The flower production for Valentine’s Day has come to harvest, a week too early, putting farmers in a fix. The early rise in temperatures has forced farms to harvest their flowers starting this week, running the risk of them wilting ahead of exports for Valentine’s Day.
The Taj Mahal variety of roses, produced specially for Valentine’s Day, needs a production period of 52-55 days. Farmers plan the production in December, and harvest by the first week of February.
But this year, a premature rise in temperatures has forced farms to harvest the stems from January 25th. “Usually, the harvest is done between February 4 and 6, and export packing takes place between February 7 and 9. When the buds reach the market before Valentine’s Day, they would have flowered fresh,” said Bala Siva Prasad, president, Hosur Small Farmers’ Federation.

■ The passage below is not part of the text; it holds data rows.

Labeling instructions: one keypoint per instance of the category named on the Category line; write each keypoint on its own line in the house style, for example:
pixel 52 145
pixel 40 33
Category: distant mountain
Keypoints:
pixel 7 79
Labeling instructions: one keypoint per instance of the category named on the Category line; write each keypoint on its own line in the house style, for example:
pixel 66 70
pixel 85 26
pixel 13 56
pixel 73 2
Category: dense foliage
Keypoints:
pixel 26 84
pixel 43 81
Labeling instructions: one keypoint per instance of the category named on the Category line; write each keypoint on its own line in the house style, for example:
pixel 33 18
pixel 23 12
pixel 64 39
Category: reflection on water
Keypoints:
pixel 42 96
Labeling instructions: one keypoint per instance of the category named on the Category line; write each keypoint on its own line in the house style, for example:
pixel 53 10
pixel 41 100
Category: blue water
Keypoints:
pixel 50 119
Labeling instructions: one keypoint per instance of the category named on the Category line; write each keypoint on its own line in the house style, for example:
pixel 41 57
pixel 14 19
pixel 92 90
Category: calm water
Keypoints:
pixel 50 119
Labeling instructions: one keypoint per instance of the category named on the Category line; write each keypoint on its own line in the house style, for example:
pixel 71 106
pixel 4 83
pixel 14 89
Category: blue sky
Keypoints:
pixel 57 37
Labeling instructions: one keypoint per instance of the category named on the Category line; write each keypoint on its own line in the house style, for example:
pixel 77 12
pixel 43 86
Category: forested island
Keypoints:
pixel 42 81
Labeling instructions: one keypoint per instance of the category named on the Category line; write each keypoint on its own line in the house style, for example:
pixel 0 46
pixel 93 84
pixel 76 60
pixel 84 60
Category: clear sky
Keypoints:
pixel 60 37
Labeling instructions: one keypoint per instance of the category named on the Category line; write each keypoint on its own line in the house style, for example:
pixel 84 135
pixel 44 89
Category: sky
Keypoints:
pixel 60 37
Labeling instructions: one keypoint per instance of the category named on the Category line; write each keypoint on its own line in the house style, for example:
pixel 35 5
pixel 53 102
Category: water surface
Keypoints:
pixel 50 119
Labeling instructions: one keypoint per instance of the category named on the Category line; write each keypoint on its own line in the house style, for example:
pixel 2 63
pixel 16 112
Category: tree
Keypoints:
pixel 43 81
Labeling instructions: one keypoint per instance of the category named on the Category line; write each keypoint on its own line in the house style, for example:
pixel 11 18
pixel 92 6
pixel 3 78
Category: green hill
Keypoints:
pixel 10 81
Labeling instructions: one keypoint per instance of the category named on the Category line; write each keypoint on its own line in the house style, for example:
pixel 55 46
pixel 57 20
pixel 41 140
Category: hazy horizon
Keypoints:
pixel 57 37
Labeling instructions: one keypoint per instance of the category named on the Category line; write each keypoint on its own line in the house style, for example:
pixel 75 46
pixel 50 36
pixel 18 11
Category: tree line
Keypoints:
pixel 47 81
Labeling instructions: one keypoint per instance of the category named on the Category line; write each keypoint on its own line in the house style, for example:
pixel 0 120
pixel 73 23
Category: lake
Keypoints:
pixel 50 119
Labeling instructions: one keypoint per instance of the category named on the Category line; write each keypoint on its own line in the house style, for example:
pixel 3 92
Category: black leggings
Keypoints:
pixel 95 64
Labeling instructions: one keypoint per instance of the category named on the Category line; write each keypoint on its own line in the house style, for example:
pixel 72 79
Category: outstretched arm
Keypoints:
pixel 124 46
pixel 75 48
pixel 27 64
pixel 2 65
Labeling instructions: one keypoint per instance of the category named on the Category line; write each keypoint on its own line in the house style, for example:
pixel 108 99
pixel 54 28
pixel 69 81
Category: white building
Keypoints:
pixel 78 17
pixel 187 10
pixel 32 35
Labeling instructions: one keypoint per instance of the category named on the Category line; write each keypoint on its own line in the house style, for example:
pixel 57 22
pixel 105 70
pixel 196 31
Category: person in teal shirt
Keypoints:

The ideal temperature is 18-28 degrees Celsius, but the day-time temperature was 32 degrees Celsius, leaving no choice for the farmers but to harvest the flowers, said Mr. Prasad.
Cold storage facilities are not seen as a remedy for such an early harvest. Small farmers, who sell their flowers to exporters, prefer cold storage of flowers only for two days or less, from fear of disease transmission in common cold storage.
There is also anxiety about the flower quality, owing to climate change. Short and not-so-cold winter, nil rainfall, and early spike in temperatures have come to affect the quality of flowers, said Bala Siva Prasad. “There was also a brief spell of extreme cold for a week in December, when blind shoots developed,” said Mr. Prasad.
For now, the brief boom in domestic demand, due to Muhurtam season, is helping farmers. The domestic price for a stem is between ₹12 and ₹15 today, which is equal to premium packing (export price).
If the early harvest is expected to impact the freshness of the flowers, affecting the export quality at the time of packaging, 10 days from now, it is possible that the farmers may fall back, solely on the domestic demand, and skip exports.
“I told my buyers in Malaysia not to commit to their customers as of now, and wait till February 6 to gauge the status. If the quality of the harvested flowers fall, then the prices will slump. In this event, we may do well to stay with the domestic market price, which is high due to demand,” said Mr. Prasad.
Against this, the halt to imports of fresh produce from China into Malaysia, the main export market for Hosur’s roses, in the wake of the Coronavirus, just may swing in favour of Indian flower growers, believe farmers here. “But that too hinges on flower quality. Any understanding of the market will be known only after February 6, when we decide on the orders and there is place to gamble,” said the president of the Hosur Small Farmers’ Federation.